This is the second part of a six-part blog based on the paper submitted by my colleague Gregory and myself on Advanced Persistent Threats (APT), for AVAR 2014.

Continuing from the first part of our paper

Initial Compromise

Armed with information obtained from the previous stage, the perpetrators may adopt several techniques to sneak into the organization. Traditional attacks involve actively targeting vulnerable applications and exploiting Internet facing resources like webservers, SQL servers, FTP servers, etc. As log analysis and security around these external resources have caught on, the attackers have had to evolve their tactics in order to be successful.

Infiltration Methodology

The attackers now target the most vulnerable element of any organization – the human. Social engineering tactics are used to entice an individual or a group of users into running code, which will allow the attackers to introduce their malware into the organization’s network. The most commonly used attack techniques are:

  • Spear Phishing
  • Watering Hole

Spear Phishing

Spear phishing involves the attacker compromising a machine by sending a well-crafted email to a targeted user and convincing him/her to:

  • Open an embedded link that points to a website loaded with zero-day exploits, or
  • Open a malicious attachment (EXE, PDF, DOCX etc.)

both of which exploit the rendering application to drop or download, and execute a payload with backdoor capabilities

Watering Hole

 

Watering hole attack involves the attacker placing exploits, possibly zero-day in nature, on a trusted website which is frequented by the users of the organization.  When a targeted user visits the site, the exploit code is automatically invoked and the malware installed on his/her machine.

Case Study

The U.S. Veterans of Foreign Wars’ website was recently compromised to serve a zero-day exploit (CVE-2014-0322). A similar watering hole attack exploiting zero-day vulnerabilities has occurred in the past targeting a specific group of people by compromising the website of the Council for Foreign Relations.

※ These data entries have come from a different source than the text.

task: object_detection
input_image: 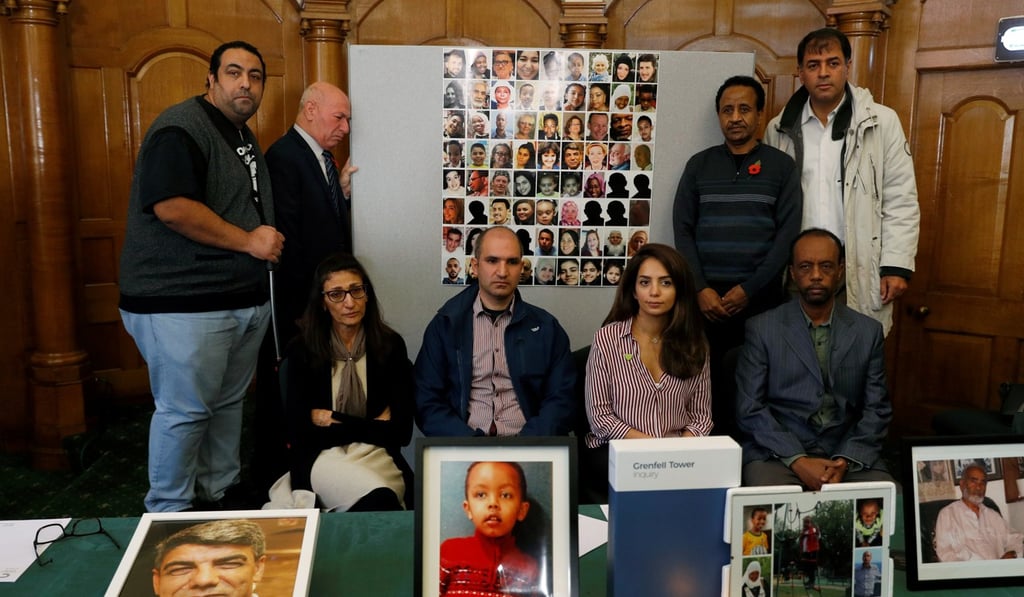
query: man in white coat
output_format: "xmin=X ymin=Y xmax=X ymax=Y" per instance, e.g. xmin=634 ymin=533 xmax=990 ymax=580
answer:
xmin=764 ymin=28 xmax=921 ymax=334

Fig.2 shows publicly available website access logs of users along with their non-routable IP addresses. This information can be used to evaluate the browsing habits of individuals in the company and eventually to execute a watering hole attack.


 
Fig.2: Publicly available map of internal IP addresses and their website logs

Security Bypassing

Email attachments, file downloads, HTTP requests, etc. originating from users undergo rigorous checks at various layers that include:

  • Network/Gateway layer scanners
    • Email/File/URL scanners
    • Sandboxed file analysis
  • Endpoint/Desktop layer scanner
    • Anti-Virus/HIPS/firewall
    • Application security features
    • Operating system security features

Once the human element falls prey to social engineering, and is coaxed into downloading a file/email or visiting an exploit site, the attackers are faced with challenge of defeating a series of network and end point security solutions before conquering the victim’s machine. Listed below are some of the tactics used by the perpetrators to bypass these layers of security.

Attachment Archive File Format Abuse

Discrepancies in the way in which a security product handles a compressed file versus that of an un-archiving application has led to abuse of the popular ZIP file format.  Un-archiving apps identify ZIP file types by scanning the last 64KB of the file for a special magic marker. Security scanners on the other hand, with a need for speed, identify the file type by inspecting only the first few bytes from the beginning of the file.

An attacker abuses this disparity by creating a malicious ZIP file and manipulating its headers by adding junk data at the beginning of the ZIP file. This specially crafted file deceives security scanners into thinking that it is of an unknown type and escapes detection, but un-archiving applications are able to successfully extract the malicious code at the end point.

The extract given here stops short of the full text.